Labour update: Unemployment rate remained unchanged at 27.7% in Q3.17
30 Oct 2017
In Q3.17, the unemployment rate remained unchanged at 27.7% for the second consecutive quarter and therefore remained at the highest level since 2003.
- In Q3.17, the unemployment rate remained unchanged at 27.7% for the second consecutive quarter and therefore remained at the highest level since 2003.
- In Q3.17, although the number of employed individuals increased by 0.6% q/q and 2.3% y/y to 16.2mn the number of job seekers increased by 0.5% q/q and 5.7% y/y to 6.21mn yielding the unchanged unemployment rate.
- On a quarterly basis the employment gain of 92 000 was spread between seven of the ten industries. The largest q/q job gains occurred finance, government, transport and trade of 68 000, 56 000, 34 000 and 21 000 respectively.
- The annual gain of 358 000 jobs was mainly driven by finance, government and trade where employment levels rose by 140 000, 117 000 and 88 000 respectively.
- The construction and agriculture industries saw reduced employment levels on both a quarterly and annual basis.
- The expanded unemployment rate, which includes the discouraged, rose to 36.8% in Q3.17 from 36.6% in Q2.17 and from 36.2% in 2016. Youth (15 – 34 years) unemployment remained elevated at 38.6%.

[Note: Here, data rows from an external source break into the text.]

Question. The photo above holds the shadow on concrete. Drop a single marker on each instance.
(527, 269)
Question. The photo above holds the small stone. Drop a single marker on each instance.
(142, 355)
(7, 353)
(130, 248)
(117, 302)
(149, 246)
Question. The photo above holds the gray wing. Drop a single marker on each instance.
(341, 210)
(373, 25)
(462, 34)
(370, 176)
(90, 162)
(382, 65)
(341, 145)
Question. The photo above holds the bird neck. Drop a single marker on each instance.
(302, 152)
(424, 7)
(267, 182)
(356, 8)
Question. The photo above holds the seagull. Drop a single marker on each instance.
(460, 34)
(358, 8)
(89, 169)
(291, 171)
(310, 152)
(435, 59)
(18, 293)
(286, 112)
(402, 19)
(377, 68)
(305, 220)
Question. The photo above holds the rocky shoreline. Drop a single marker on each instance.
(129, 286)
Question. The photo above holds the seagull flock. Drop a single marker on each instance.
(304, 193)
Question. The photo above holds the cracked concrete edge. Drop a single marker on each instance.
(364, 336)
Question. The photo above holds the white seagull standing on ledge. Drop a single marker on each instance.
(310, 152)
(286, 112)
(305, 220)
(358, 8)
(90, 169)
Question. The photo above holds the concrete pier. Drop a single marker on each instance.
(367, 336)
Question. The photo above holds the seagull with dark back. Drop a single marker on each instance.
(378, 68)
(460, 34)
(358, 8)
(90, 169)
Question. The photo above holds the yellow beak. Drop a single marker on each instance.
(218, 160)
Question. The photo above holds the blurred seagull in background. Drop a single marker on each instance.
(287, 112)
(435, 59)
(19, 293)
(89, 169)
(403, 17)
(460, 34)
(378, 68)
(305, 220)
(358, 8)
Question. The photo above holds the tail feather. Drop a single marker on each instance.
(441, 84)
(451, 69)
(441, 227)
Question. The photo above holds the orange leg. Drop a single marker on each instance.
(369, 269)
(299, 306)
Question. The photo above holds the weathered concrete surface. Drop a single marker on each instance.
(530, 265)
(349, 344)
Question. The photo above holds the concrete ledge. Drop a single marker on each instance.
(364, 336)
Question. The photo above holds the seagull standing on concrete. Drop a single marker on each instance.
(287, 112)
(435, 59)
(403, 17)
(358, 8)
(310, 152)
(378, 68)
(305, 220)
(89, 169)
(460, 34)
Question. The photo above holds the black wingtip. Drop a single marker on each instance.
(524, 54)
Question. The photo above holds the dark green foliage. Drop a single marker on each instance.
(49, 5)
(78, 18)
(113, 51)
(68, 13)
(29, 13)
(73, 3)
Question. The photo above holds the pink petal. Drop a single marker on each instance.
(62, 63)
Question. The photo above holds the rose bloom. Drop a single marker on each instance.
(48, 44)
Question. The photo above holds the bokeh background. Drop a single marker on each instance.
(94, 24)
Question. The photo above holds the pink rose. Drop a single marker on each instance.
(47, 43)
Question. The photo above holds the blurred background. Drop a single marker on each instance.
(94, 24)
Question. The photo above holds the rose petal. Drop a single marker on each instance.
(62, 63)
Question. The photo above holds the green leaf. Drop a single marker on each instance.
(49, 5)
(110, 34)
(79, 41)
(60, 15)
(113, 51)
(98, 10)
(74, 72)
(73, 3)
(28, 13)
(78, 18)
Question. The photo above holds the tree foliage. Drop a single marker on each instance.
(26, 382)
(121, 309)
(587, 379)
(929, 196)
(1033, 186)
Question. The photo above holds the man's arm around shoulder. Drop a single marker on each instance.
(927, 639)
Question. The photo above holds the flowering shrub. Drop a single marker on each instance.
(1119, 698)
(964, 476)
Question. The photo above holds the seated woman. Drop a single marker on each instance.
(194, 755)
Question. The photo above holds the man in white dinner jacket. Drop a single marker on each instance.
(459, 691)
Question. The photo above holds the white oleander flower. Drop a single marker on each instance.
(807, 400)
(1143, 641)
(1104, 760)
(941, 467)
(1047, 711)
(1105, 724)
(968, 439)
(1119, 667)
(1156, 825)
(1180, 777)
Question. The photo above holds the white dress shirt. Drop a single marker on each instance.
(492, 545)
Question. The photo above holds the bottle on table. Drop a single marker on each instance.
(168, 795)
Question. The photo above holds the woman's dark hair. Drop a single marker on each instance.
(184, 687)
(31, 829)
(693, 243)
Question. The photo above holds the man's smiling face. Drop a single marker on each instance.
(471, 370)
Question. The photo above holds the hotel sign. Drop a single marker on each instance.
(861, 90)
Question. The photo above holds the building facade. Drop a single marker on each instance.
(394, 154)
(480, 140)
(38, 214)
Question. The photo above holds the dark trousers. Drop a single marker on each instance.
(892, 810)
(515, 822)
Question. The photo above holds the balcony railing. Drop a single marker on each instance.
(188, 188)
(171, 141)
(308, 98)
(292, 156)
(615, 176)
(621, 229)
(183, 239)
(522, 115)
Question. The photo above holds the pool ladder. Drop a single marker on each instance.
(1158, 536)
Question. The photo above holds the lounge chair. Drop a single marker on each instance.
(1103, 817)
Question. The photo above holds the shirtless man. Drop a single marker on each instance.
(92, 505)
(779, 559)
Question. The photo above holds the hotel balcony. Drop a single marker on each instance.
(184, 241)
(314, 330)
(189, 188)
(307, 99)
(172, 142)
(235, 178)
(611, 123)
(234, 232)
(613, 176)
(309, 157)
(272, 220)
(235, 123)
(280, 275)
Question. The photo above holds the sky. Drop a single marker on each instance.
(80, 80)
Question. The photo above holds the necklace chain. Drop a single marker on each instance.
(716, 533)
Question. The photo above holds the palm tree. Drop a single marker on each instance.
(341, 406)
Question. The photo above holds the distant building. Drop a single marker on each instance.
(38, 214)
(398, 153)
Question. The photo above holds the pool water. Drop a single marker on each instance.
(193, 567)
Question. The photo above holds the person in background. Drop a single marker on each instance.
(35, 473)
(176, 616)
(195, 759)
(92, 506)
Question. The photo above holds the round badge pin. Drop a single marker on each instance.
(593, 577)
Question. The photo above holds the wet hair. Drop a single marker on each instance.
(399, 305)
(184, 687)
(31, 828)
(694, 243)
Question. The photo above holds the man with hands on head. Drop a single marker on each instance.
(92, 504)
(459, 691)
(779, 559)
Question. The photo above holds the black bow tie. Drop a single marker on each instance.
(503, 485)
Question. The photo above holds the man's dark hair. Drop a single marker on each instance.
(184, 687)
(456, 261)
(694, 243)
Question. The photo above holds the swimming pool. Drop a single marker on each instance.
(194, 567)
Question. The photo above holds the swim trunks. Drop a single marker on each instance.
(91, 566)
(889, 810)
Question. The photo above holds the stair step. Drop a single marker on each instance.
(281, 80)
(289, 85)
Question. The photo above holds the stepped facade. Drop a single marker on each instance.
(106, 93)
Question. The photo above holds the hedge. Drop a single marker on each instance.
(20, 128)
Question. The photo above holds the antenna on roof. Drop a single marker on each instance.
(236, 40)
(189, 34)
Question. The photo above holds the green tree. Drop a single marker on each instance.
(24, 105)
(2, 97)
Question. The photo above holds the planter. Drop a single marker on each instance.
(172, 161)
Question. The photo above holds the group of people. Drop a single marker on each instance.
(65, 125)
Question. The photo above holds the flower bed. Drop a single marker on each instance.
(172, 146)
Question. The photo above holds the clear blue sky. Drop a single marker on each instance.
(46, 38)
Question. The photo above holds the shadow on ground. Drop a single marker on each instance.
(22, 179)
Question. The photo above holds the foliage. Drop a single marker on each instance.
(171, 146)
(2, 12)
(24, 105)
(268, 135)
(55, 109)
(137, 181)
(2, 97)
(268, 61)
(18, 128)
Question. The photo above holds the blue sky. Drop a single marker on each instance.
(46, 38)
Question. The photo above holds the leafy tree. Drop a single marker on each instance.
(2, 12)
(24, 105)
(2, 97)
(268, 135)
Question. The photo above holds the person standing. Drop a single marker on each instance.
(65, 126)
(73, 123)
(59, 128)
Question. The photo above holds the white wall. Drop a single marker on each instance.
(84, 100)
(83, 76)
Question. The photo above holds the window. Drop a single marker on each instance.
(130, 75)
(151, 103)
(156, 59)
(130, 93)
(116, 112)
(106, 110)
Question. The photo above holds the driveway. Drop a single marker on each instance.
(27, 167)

- SA’s growth forecasts were recently lowered by the SARB and National Treasury as well as by the major international authorities. Across the board, growth is expected to remain below 1.0% in 2017 and is projected to rise only gradually towards 2.0% over the next three years.
- Recent indicators have confirmed a strengthening in the global economy and commodity prices have stabilised at higher prices relative to decade lows reached in 2016. Although the global backdrop should provide some support, a sustained lift in the domestic economy will rely on a recovery in confidence levels that to a large extent are being depressed by persistent policy uncertainty.
- Effective policy implementation and policy certainty are required to restore confidence and enhance the investment climate which would ultimately lift potential GDP growth and therefore employment rates. However, Moody’s recently cautioned that “in the run up to the elections the commitment to difficult (and hence less popular) reforms aimed at promoting growth (…) has been weakening.”